Deana Lawson is one of the most intriguing photographers of her generation. Over the last ten years, she has created a visionary language to describe identities through intimate portraiture and striking accounts of ceremonies and rituals. Using medium- and large-format cameras, Lawson works with models she meets in the United States and on travels in the Caribbean and Africa to construct arresting, highly structured, and deliberately theatrical scenes animated by an exquisite range of color and attention to surprising details: bedding and furniture in domestic interiors or lush plants in Edenic gardens. The body—often nude—is central. Throughout her work, which invites comparison to the photography of Diane Arbus, Jeff Wall, and Carrie Mae Weems, Lawson seeks to portray the personal and the powerful in black life. Deana Lawson: An Aperture Monograph features forty beautifully reproduced photographs, an essay by the acclaimed writer Zadie Smith, and an expansive conversation with the filmmaker Arthur Jafa.
Number of pages: 104
Number of images: 40
Publication date: 2018-09-25
Measurements: 13.77 x 11.69 x 0.75 inches
Deana Lawson (born in Rochester, New York, 1979) (born in Rochester, New York, 1979) received her MFA from the Rhode Island School of Design. Her photography has been exhibited widely, including at the Art Institute of Chicago, Brooklyn Museum, Contemporary Art Museum St. Louis, and the 2018 Whitney Biennial. Lawson is assistant professor in visual arts at Princeton University, and is represented by Sikkema Jenkins & Co., New York, and Rhona Hoffman Gallery, Chicago.
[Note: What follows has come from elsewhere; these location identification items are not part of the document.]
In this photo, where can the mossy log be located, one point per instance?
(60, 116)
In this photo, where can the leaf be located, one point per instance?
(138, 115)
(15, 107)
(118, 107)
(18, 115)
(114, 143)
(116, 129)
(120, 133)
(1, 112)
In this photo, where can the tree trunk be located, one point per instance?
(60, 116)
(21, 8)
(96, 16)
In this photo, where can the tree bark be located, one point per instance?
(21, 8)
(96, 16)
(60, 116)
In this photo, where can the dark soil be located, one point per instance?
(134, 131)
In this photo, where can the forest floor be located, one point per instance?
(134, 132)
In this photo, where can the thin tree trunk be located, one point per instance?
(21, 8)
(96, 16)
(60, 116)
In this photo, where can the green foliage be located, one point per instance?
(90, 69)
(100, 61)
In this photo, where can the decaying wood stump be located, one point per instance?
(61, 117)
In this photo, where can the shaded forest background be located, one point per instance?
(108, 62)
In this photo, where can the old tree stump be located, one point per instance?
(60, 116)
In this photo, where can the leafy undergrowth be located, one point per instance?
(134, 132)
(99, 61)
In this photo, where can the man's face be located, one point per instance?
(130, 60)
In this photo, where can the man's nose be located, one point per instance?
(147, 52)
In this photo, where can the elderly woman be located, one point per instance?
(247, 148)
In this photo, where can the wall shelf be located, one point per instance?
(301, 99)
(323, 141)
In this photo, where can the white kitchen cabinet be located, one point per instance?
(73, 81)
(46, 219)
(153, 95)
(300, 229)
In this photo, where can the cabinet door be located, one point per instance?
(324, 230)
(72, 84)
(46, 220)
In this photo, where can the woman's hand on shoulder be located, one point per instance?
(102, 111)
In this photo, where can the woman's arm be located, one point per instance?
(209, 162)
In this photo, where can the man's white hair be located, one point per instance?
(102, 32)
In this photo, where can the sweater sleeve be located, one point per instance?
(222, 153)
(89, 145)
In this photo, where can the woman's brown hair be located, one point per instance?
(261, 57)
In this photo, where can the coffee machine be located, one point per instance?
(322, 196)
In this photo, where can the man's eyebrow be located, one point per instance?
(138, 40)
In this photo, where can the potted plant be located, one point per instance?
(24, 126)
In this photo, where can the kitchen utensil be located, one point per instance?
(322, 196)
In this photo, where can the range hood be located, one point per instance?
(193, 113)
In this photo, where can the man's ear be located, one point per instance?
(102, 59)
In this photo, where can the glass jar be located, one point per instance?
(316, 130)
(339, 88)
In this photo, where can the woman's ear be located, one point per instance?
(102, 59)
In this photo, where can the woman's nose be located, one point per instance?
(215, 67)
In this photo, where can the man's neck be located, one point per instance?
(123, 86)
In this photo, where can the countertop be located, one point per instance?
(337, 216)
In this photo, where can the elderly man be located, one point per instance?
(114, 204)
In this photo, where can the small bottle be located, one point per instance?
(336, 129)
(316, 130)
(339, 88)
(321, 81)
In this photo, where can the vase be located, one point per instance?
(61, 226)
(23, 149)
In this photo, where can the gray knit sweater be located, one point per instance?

Zadie Smith is the author of the acclaimed novels White Teeth (2001), The Autograph Man (2003), On Beauty (2006),
NW (2013), and Swing Time (2016), and the essay collections Changing My Mind (2010) and Feel Free (2018). Winner of
the Whitbread first novel award and the Guardian First Book Award, the James Tait Black Memorial Prize for fiction, the Commonwealth Writers’ first book award, and the Orange Prize, and shortlisted for the Man Booker Prize, she is a regular contributor to the New Yorker and Harper’s.
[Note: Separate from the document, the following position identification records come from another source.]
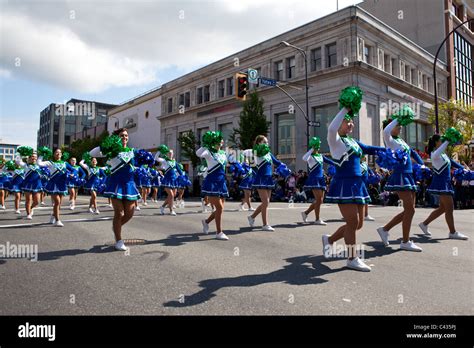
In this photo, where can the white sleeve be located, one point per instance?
(158, 158)
(440, 150)
(203, 152)
(387, 136)
(307, 155)
(19, 162)
(84, 165)
(42, 163)
(336, 146)
(95, 152)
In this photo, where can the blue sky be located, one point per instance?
(52, 51)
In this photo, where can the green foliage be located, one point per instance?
(252, 122)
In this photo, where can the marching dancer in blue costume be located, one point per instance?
(214, 185)
(263, 180)
(143, 181)
(14, 186)
(246, 183)
(366, 171)
(315, 181)
(441, 182)
(74, 182)
(170, 168)
(347, 188)
(401, 180)
(95, 177)
(183, 182)
(56, 185)
(31, 185)
(121, 187)
(3, 181)
(155, 183)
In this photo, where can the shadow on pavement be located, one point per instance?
(302, 270)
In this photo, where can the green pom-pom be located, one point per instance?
(261, 149)
(45, 152)
(404, 116)
(211, 139)
(351, 98)
(315, 143)
(163, 149)
(10, 165)
(111, 146)
(25, 151)
(65, 156)
(453, 136)
(86, 157)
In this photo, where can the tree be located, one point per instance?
(454, 113)
(252, 122)
(78, 147)
(188, 143)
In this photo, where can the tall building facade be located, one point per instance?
(140, 116)
(348, 47)
(8, 151)
(59, 123)
(427, 23)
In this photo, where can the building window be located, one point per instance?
(322, 116)
(407, 73)
(316, 59)
(290, 67)
(387, 63)
(226, 130)
(286, 134)
(278, 70)
(207, 95)
(221, 89)
(463, 51)
(393, 67)
(367, 52)
(230, 86)
(331, 55)
(187, 99)
(199, 96)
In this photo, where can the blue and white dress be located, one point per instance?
(315, 180)
(247, 178)
(18, 175)
(170, 170)
(155, 178)
(75, 177)
(214, 183)
(32, 180)
(120, 184)
(58, 176)
(347, 186)
(441, 169)
(401, 178)
(95, 177)
(263, 178)
(3, 179)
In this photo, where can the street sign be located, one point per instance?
(267, 82)
(252, 76)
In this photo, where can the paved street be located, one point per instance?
(178, 270)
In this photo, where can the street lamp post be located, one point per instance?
(434, 71)
(305, 56)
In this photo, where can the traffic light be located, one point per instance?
(241, 86)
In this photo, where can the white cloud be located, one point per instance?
(90, 46)
(52, 53)
(18, 132)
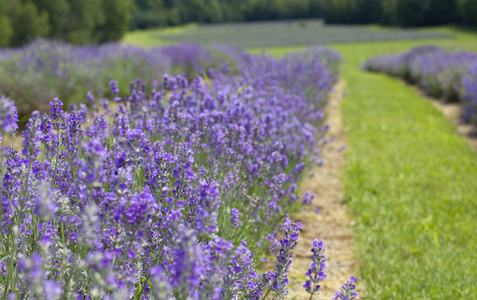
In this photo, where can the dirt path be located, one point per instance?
(332, 223)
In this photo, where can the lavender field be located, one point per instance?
(178, 188)
(450, 76)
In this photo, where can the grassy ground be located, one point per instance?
(410, 184)
(277, 33)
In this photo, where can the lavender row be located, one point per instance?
(44, 69)
(173, 192)
(450, 76)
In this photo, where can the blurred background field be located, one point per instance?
(280, 33)
(410, 180)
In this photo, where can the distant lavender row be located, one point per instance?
(34, 74)
(451, 76)
(173, 192)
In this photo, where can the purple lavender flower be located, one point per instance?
(284, 258)
(56, 110)
(347, 291)
(32, 137)
(317, 267)
(235, 217)
(8, 115)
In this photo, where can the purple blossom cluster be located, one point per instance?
(172, 192)
(44, 69)
(469, 113)
(441, 74)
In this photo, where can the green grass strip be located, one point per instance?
(410, 185)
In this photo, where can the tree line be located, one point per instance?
(97, 21)
(75, 21)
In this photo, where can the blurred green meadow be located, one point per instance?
(410, 179)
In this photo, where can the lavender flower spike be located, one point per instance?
(347, 290)
(284, 258)
(315, 272)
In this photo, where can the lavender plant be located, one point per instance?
(169, 193)
(44, 69)
(439, 73)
Arthur Jafa is a filmmaker and cinematographer whose work includes Love Is The Message, The Message is Death (2017), Happy Birthday, Marsha!, Sharifa Walks (2015),In the Morning (2014), and Dreams Are Colder Than Death (2014), I Am Ali (2002), Rouch in Reverse (1995), and Daughters of the Dust (1991). Jafa has exhibited his work at major institutions and galleries, including the Whitney Museum of American Art; Gavin Brown’s Enterprise, New York; the Serpentine Galleries, London; the Vinyl Factory, London; the Hammer Museum, Los Angeles; and the Institute of Contemporary Art, Philadelphia.